Review of the Day: Rare Tech Pattern Warns Amazon Approaching Sale

Amazon.com (NASDAQ :), already the largest retailer in the world to beat Walmart (NYSE 🙂 for that benchmark in the middle of last year, was perfectly placed for this year's global pandemic. By forcing consumers to hide, the Seattle e-tail giant enabled customers to shop from home without violating any lockdown orders.

As such, Amazon stands out in a year of fantastic returns}} for some stocks.

Given the circumstances, traders see it as a foregone conclusion that the stock will just keep pushing higher. Aside from the increasing adaptation to online shopping, Amazon continues to tap into new markets while expanding its existing efforts. This includes the company's recent online pharmacy initiative, autonomous driving startup Zooks that has just unveiled a driverless robot taxi, and the growth of Amazon Web Service, the company's cloud business now also used by Twitter (NYSE: {{44334 | TWTR).

Analysts believe that the current economic environment justifies the extreme valuation of the company. The stock closed on Tuesday at $ 3,165, up 0.26%, and based on projected free cash flow, which some analysts say could average $ 43.7 billion projected through 2021.46 analysts setting a price target for the stock for the next 12 months have a median target of $ 3,800 with a high estimate of $ 4,500.

While we consider Amazon to be a solid long-term investment, we believe the company's 72.5% YTD return is a set-up for correction as investors want to make a profit on something good. This dynamic is also visible in the share's trading pattern.

The Price appears to be about to break out of a Diamond Top – a combination of a widening pattern and a symmetrical triangle.

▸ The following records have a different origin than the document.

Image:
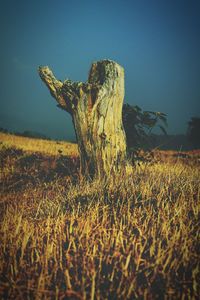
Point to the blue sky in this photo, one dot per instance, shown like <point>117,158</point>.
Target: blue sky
<point>157,42</point>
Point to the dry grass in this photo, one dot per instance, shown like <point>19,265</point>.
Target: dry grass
<point>62,237</point>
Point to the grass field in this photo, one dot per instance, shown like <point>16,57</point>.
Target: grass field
<point>135,236</point>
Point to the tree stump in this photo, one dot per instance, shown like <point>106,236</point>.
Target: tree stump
<point>96,110</point>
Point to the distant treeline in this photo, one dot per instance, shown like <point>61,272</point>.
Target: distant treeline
<point>163,142</point>
<point>179,142</point>
<point>27,133</point>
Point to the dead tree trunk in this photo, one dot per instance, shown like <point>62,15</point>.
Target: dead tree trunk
<point>96,110</point>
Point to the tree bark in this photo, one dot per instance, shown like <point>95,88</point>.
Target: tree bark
<point>96,110</point>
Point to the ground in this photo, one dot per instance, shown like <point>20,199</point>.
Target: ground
<point>135,236</point>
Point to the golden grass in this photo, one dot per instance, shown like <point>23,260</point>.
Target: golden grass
<point>39,145</point>
<point>63,237</point>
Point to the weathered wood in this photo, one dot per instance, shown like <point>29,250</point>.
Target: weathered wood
<point>96,110</point>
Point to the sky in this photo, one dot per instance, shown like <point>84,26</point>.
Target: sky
<point>157,43</point>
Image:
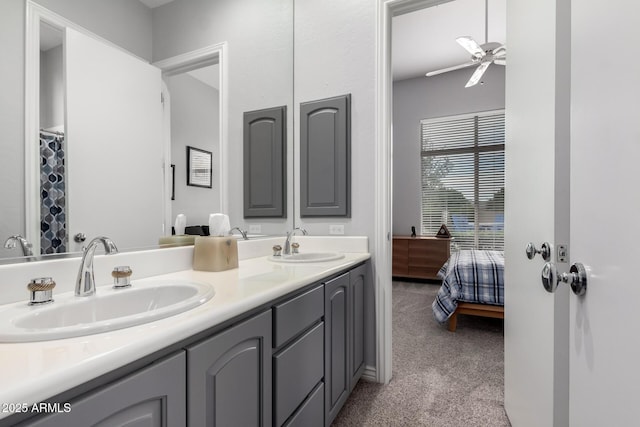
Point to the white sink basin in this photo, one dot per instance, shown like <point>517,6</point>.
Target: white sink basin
<point>308,257</point>
<point>107,310</point>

This is a rare event that, should it occur, almost always occurs at the top, after an extremely strong price increase. Since its formation requires a climax trading action, it manifests itself specifically at the top, while the bottoms tend to be incremental.

Admittedly, the sharp V-bottom of March was an exception. Will that exceptionalism now repeat itself and turn an infrequently seen pattern into a sequel?

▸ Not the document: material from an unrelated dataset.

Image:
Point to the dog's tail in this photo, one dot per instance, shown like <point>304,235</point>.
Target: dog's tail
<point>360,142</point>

Although anything is possible, we can only rely on the statistics. The unique environment that shapes the dynamics of the pattern started with wild swings. Those fluctuations preceded an anticipated great movement that never materialized as it turned into a lack of interest due to the cyclical rotation of technology.

The book supports the implications of the pattern. It started with enthusiasm just to hiss out. Both the 50 and 100 DMAs joined forces with the top of the cartridge, putting the price at a technical pressure point at this point. If the price breaks through the top of the pattern, it will have broken the bearish bias of the pattern, forcing traders to recalibrate, turning the pattern bullish.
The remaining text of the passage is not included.